Oggi, un incontro tra Papa Francesco e Kirill potrebbe aiutare Patriarca Kirill più di Papa Francesco. Perché il Patriarca Kirill appare sempre più isolato nella sua posizione di difesa di una Grande Russia (che è anche il punto di vista di Putin). Allo stesso tempo, da tutte le altre Chiese Ortodosse sono giunte condanne, dirette o indirette, per l’aggressione di uno Stato sovrano. Anzi, in alcuni casi, le persone hanno persino smesso di pregare per il Patriarca Kirill nella Divina Liturgia, a cui il Patriarcato di Mosca ha reagito duramente.

In tutto questo c’è molto spazio per la Chiesa Cattolica in Europa per creare un continente veramente riconciliato.

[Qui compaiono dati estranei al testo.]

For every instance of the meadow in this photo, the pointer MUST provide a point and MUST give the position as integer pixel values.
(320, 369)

Ricostruendo la storia del Consiglio delle Conferenze Episcopali d’Europa nel mio libro Cristo speranza d’Europa [QUI], ho potuto notare come sia proprio la rete delle Chiese locali unite oltre la cortina di ferro, anzi senza considerare la cortina di ferro, che creò quel tessuto che permise alla Chiesa perseguitata di resistere e poi di ricostruire il continente.

Oggi la Chiesa Cattolica è chiamata a fare da mediatrice per risolvere i conflitti accesi e ad essere mediatrice tra i popoli per sanare le ferite della storia. La riconciliazione tra fratelli deve diventare anche riconciliazione della responsabilità. Ma i gesti pastorali non bastano per questa riconciliazione. Non può bastare per dimostrare che ci si incontra. Non basta unirsi sui temi comuni unici della vita e della famiglia. Dobbiamo lavorare per creare una nuova cultura.

Forse la Quarta assemblea ecumenica europea che si sta organizzando potrebbe essere un punto di partenza. E il 2025, 1700° anniversario del Concilio di Nicea, potrebbe rappresentare una rinascita. Dobbiamo sperarlo.